A Closer Look at Our Tabernacle

Cornerstones: The Making of a Tabernacle

by Susan Steadman, Artist & Friend of SJV

Taken from the Hebrew word for “dwelling,” the tabernacle is the place of reservation for the Eucharist – the Most Blessed Sacrament. It is in Our Lord’s true presence that a man discerning priesthood can most clearly hear the voice of Jesus say, “Do not be afraid. Come and follow me.”

The door of the tabernacle was carved by Paul Sirba, nephew of the late Bishop Paul Sirba, who as an alumnus of SJV served as a spiritual director and sent men here as Bishop of the Diocese of Duluth.

“How is it that the God of Abraham and Isaac should ordain that I, so unworthy, should fashion the very door of His inner seminary chamber? Yet how much more the blessed hands of the priest that shall frequent it? What a complete honor to contribute to such a focal point for the cause of our future priests. I am ever amazed at God’s hand in it all,” Paul said.
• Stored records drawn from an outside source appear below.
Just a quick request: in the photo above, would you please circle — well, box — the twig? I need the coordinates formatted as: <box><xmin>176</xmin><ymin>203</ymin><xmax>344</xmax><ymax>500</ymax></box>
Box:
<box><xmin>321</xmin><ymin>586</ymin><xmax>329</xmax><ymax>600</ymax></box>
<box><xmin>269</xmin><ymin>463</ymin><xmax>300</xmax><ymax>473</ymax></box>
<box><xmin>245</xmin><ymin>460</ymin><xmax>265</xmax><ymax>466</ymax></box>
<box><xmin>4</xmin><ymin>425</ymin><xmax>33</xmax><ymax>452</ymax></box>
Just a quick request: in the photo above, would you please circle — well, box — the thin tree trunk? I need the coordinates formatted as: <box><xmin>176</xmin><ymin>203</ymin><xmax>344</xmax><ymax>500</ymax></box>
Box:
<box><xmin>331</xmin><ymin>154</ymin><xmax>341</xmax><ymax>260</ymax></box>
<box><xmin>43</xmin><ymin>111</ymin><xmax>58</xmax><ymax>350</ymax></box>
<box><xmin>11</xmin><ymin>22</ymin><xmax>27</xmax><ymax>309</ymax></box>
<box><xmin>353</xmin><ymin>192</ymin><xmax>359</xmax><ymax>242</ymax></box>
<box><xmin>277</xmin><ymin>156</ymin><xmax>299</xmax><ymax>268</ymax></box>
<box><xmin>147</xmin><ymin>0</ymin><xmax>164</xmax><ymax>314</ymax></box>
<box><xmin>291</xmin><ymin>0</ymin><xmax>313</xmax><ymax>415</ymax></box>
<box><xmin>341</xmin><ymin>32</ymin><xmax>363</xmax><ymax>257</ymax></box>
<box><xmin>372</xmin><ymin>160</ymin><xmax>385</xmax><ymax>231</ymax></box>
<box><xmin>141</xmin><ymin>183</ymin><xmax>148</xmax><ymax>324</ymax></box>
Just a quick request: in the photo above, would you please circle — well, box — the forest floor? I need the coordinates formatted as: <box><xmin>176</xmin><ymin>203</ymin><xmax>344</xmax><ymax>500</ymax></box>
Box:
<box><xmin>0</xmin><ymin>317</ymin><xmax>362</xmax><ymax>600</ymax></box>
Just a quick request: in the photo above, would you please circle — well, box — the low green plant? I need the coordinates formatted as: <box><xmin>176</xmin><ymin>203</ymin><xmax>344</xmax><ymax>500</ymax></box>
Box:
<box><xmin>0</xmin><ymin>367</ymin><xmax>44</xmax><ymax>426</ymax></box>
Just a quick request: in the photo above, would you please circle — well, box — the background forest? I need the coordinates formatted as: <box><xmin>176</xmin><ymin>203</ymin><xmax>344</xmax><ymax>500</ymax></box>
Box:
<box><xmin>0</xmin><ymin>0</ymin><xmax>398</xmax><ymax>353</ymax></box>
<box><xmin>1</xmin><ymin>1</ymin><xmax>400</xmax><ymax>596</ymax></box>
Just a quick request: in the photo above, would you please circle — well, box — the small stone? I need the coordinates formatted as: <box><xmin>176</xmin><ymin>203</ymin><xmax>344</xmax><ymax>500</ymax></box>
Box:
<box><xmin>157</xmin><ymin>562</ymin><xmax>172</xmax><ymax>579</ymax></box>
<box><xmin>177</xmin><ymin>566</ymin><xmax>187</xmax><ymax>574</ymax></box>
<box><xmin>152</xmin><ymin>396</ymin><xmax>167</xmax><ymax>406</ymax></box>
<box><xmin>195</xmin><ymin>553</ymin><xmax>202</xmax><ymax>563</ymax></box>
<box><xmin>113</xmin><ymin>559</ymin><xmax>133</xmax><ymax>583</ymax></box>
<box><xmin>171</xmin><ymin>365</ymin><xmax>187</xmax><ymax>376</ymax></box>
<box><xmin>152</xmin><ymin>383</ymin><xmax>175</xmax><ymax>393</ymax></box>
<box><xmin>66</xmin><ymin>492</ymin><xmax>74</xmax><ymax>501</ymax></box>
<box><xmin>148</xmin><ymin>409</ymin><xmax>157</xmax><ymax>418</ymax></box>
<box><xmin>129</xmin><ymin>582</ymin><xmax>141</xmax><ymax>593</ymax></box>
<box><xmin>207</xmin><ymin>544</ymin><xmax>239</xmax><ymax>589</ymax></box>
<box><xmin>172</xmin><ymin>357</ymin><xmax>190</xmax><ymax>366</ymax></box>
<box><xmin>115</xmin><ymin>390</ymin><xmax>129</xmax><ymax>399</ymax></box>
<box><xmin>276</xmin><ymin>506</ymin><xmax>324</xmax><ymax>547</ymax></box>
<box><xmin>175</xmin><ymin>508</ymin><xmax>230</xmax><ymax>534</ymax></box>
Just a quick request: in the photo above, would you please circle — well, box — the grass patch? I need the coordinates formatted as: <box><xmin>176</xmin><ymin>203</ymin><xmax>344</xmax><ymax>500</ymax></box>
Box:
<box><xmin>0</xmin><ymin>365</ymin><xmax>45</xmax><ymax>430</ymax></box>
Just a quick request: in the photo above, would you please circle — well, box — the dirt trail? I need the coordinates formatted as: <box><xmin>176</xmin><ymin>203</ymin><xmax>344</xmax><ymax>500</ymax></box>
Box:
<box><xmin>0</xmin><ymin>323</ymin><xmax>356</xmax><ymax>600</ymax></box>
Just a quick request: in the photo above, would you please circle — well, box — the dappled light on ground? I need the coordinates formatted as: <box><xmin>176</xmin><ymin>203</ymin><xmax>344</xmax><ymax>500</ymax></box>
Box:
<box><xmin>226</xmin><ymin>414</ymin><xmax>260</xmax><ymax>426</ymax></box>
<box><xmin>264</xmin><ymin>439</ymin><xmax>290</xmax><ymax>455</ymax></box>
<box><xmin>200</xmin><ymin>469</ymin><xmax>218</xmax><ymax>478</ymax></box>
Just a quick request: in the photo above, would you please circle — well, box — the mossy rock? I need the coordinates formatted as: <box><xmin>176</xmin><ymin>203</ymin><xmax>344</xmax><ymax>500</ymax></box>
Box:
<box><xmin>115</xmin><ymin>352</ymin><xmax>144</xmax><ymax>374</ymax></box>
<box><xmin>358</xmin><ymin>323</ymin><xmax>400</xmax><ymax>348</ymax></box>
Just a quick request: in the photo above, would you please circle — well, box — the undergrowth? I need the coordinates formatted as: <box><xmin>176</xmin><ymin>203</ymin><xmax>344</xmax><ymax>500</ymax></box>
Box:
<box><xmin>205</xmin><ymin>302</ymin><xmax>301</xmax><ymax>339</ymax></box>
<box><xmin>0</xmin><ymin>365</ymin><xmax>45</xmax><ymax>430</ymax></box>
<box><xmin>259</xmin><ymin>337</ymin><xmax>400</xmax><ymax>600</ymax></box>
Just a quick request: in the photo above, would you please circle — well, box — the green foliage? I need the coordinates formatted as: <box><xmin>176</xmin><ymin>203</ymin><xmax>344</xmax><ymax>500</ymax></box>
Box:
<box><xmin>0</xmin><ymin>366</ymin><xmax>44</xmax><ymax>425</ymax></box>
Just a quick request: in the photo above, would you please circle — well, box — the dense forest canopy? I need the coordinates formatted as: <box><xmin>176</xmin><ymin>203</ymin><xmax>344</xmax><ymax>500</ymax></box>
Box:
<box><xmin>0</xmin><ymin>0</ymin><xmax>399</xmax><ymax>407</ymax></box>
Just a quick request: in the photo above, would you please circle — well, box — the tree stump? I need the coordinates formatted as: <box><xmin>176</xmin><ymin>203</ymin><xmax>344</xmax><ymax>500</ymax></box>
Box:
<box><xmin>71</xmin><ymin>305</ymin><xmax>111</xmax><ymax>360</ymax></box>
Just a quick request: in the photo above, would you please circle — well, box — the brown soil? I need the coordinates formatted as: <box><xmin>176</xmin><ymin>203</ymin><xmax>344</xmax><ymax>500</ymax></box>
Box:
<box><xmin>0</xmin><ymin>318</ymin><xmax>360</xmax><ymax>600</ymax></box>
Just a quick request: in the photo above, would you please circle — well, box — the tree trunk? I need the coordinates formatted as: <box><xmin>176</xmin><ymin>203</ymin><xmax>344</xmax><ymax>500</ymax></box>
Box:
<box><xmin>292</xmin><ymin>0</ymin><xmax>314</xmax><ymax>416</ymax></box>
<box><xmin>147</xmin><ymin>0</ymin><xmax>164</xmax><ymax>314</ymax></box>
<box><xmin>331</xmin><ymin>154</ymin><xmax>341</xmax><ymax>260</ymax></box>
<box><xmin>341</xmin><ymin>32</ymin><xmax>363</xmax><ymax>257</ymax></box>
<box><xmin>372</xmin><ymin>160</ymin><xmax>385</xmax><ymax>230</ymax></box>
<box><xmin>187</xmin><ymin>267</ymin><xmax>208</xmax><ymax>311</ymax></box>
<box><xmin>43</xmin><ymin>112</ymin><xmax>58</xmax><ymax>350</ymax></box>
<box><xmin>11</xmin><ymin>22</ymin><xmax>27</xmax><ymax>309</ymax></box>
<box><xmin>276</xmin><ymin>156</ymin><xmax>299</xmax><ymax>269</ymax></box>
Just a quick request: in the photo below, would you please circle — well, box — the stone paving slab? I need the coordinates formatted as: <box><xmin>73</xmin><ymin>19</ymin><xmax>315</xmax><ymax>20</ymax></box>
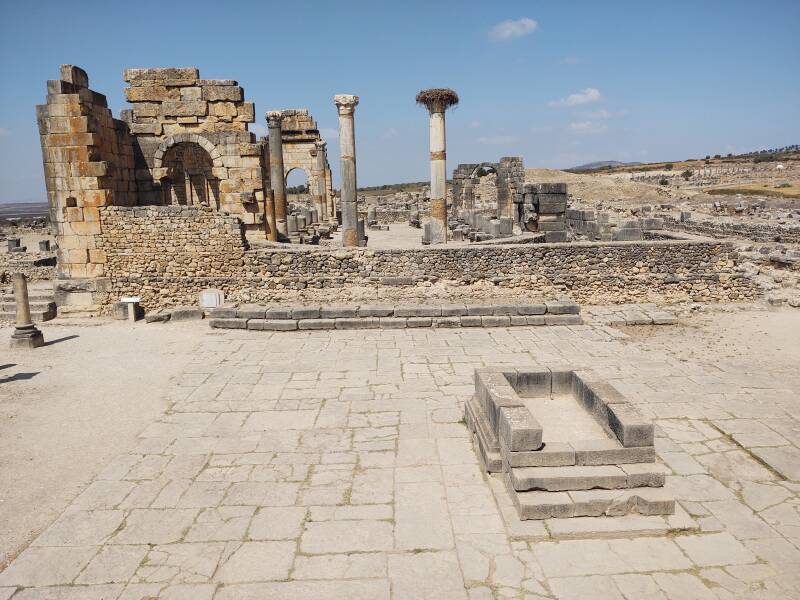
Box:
<box><xmin>1</xmin><ymin>323</ymin><xmax>799</xmax><ymax>599</ymax></box>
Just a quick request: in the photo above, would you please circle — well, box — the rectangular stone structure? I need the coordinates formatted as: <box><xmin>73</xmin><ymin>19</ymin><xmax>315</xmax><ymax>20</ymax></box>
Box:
<box><xmin>467</xmin><ymin>366</ymin><xmax>669</xmax><ymax>521</ymax></box>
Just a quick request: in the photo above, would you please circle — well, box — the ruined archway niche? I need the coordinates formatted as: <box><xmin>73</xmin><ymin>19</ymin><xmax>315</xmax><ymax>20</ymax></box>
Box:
<box><xmin>159</xmin><ymin>142</ymin><xmax>220</xmax><ymax>208</ymax></box>
<box><xmin>279</xmin><ymin>110</ymin><xmax>333</xmax><ymax>212</ymax></box>
<box><xmin>452</xmin><ymin>157</ymin><xmax>524</xmax><ymax>218</ymax></box>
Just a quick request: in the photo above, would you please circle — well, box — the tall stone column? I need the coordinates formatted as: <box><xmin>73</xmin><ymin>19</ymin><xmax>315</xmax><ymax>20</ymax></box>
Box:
<box><xmin>312</xmin><ymin>140</ymin><xmax>328</xmax><ymax>221</ymax></box>
<box><xmin>266</xmin><ymin>110</ymin><xmax>288</xmax><ymax>239</ymax></box>
<box><xmin>334</xmin><ymin>94</ymin><xmax>360</xmax><ymax>247</ymax></box>
<box><xmin>10</xmin><ymin>273</ymin><xmax>44</xmax><ymax>349</ymax></box>
<box><xmin>416</xmin><ymin>89</ymin><xmax>459</xmax><ymax>244</ymax></box>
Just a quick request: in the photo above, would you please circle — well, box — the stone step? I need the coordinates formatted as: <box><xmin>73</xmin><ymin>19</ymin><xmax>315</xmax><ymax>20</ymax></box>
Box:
<box><xmin>504</xmin><ymin>472</ymin><xmax>674</xmax><ymax>520</ymax></box>
<box><xmin>465</xmin><ymin>395</ymin><xmax>502</xmax><ymax>473</ymax></box>
<box><xmin>508</xmin><ymin>463</ymin><xmax>667</xmax><ymax>493</ymax></box>
<box><xmin>0</xmin><ymin>308</ymin><xmax>55</xmax><ymax>322</ymax></box>
<box><xmin>1</xmin><ymin>300</ymin><xmax>56</xmax><ymax>313</ymax></box>
<box><xmin>1</xmin><ymin>293</ymin><xmax>55</xmax><ymax>303</ymax></box>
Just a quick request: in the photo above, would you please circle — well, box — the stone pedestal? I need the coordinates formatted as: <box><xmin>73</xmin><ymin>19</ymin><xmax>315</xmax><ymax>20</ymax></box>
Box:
<box><xmin>10</xmin><ymin>273</ymin><xmax>44</xmax><ymax>349</ymax></box>
<box><xmin>334</xmin><ymin>94</ymin><xmax>360</xmax><ymax>247</ymax></box>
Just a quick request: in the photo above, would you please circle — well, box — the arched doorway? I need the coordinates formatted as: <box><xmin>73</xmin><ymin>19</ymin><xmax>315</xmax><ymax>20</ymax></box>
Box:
<box><xmin>160</xmin><ymin>142</ymin><xmax>220</xmax><ymax>208</ymax></box>
<box><xmin>285</xmin><ymin>167</ymin><xmax>311</xmax><ymax>205</ymax></box>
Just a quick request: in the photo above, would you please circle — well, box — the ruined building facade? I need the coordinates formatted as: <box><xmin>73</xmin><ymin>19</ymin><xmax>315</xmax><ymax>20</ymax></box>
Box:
<box><xmin>37</xmin><ymin>65</ymin><xmax>333</xmax><ymax>280</ymax></box>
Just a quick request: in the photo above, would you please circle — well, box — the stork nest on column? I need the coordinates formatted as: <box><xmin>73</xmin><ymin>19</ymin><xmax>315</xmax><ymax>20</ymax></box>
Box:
<box><xmin>416</xmin><ymin>88</ymin><xmax>459</xmax><ymax>112</ymax></box>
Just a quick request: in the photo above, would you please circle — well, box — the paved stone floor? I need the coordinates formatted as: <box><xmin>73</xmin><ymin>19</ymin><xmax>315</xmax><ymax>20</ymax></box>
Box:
<box><xmin>1</xmin><ymin>322</ymin><xmax>799</xmax><ymax>599</ymax></box>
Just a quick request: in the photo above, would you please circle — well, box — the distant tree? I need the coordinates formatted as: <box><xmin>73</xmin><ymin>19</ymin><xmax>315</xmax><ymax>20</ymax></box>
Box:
<box><xmin>727</xmin><ymin>153</ymin><xmax>733</xmax><ymax>157</ymax></box>
<box><xmin>681</xmin><ymin>170</ymin><xmax>693</xmax><ymax>180</ymax></box>
<box><xmin>664</xmin><ymin>163</ymin><xmax>674</xmax><ymax>171</ymax></box>
<box><xmin>713</xmin><ymin>154</ymin><xmax>721</xmax><ymax>159</ymax></box>
<box><xmin>659</xmin><ymin>178</ymin><xmax>669</xmax><ymax>186</ymax></box>
<box><xmin>705</xmin><ymin>155</ymin><xmax>711</xmax><ymax>160</ymax></box>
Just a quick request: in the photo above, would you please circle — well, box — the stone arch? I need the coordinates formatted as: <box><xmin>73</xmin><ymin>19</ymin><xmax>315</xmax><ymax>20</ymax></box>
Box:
<box><xmin>152</xmin><ymin>133</ymin><xmax>224</xmax><ymax>170</ymax></box>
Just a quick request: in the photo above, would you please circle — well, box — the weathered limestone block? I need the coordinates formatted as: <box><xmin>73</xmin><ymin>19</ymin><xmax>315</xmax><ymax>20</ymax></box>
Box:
<box><xmin>160</xmin><ymin>101</ymin><xmax>207</xmax><ymax>117</ymax></box>
<box><xmin>124</xmin><ymin>86</ymin><xmax>180</xmax><ymax>102</ymax></box>
<box><xmin>124</xmin><ymin>67</ymin><xmax>199</xmax><ymax>83</ymax></box>
<box><xmin>202</xmin><ymin>86</ymin><xmax>243</xmax><ymax>102</ymax></box>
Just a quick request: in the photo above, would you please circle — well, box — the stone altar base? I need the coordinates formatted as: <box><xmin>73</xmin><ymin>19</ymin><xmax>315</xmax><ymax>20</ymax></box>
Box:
<box><xmin>467</xmin><ymin>366</ymin><xmax>675</xmax><ymax>521</ymax></box>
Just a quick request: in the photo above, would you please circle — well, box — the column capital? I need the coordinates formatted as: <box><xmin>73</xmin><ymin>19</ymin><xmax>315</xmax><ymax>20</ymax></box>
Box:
<box><xmin>266</xmin><ymin>110</ymin><xmax>284</xmax><ymax>127</ymax></box>
<box><xmin>334</xmin><ymin>94</ymin><xmax>359</xmax><ymax>115</ymax></box>
<box><xmin>315</xmin><ymin>139</ymin><xmax>327</xmax><ymax>151</ymax></box>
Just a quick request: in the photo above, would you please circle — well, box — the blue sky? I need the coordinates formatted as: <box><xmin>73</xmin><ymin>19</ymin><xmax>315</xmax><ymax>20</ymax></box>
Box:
<box><xmin>1</xmin><ymin>0</ymin><xmax>798</xmax><ymax>201</ymax></box>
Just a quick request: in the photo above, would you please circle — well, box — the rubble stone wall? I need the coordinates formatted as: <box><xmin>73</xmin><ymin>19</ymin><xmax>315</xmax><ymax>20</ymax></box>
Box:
<box><xmin>663</xmin><ymin>216</ymin><xmax>800</xmax><ymax>244</ymax></box>
<box><xmin>0</xmin><ymin>253</ymin><xmax>57</xmax><ymax>284</ymax></box>
<box><xmin>98</xmin><ymin>206</ymin><xmax>759</xmax><ymax>311</ymax></box>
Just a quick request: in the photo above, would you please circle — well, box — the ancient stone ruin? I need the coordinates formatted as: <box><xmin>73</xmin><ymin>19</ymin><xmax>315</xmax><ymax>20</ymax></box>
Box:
<box><xmin>467</xmin><ymin>366</ymin><xmax>672</xmax><ymax>520</ymax></box>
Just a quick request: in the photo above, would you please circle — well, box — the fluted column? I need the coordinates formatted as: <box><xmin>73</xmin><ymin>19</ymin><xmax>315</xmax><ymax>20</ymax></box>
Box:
<box><xmin>312</xmin><ymin>140</ymin><xmax>328</xmax><ymax>221</ymax></box>
<box><xmin>334</xmin><ymin>94</ymin><xmax>359</xmax><ymax>247</ymax></box>
<box><xmin>266</xmin><ymin>110</ymin><xmax>288</xmax><ymax>239</ymax></box>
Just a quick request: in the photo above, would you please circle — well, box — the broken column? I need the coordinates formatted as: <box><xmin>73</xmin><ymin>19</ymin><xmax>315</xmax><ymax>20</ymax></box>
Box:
<box><xmin>334</xmin><ymin>94</ymin><xmax>360</xmax><ymax>247</ymax></box>
<box><xmin>10</xmin><ymin>273</ymin><xmax>44</xmax><ymax>349</ymax></box>
<box><xmin>266</xmin><ymin>111</ymin><xmax>288</xmax><ymax>239</ymax></box>
<box><xmin>312</xmin><ymin>140</ymin><xmax>328</xmax><ymax>222</ymax></box>
<box><xmin>416</xmin><ymin>88</ymin><xmax>459</xmax><ymax>244</ymax></box>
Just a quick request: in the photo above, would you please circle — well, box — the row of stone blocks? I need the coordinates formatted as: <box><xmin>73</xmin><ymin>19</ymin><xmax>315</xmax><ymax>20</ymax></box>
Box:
<box><xmin>465</xmin><ymin>366</ymin><xmax>674</xmax><ymax>520</ymax></box>
<box><xmin>207</xmin><ymin>301</ymin><xmax>582</xmax><ymax>331</ymax></box>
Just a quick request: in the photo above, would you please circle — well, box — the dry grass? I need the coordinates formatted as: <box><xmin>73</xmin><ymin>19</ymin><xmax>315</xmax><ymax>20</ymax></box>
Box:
<box><xmin>706</xmin><ymin>183</ymin><xmax>800</xmax><ymax>199</ymax></box>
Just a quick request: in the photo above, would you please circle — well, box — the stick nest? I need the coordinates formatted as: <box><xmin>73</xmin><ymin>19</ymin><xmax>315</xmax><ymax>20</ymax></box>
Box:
<box><xmin>416</xmin><ymin>88</ymin><xmax>459</xmax><ymax>111</ymax></box>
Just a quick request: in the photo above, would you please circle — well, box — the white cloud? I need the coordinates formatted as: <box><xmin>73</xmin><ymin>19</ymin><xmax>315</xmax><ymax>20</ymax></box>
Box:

The pelican feeding her chicks is an ancient Christian symbol of the Eucharist. When food is in short supply, the pelican pierces its breast with its sharp, pointed beak as the side of Jesus is pierced by a sharp, pointed lance. Blood flows from the pelican’s breast, and blood flows from Jesus’ side. The mother’s blood is drink for her chicks, and the blood of Jesus is “true drink.” The mother gives her life that her chicks might live, and Jesus lays down his life that we might live. The mother’s blood saves the lives of the chicks as the blood of Jesus is salvation and eternal life to those who receive it. Because of these striking similarities, the mother pelican and her chicks have come to represent the Eucharist as well as redemption and salvation.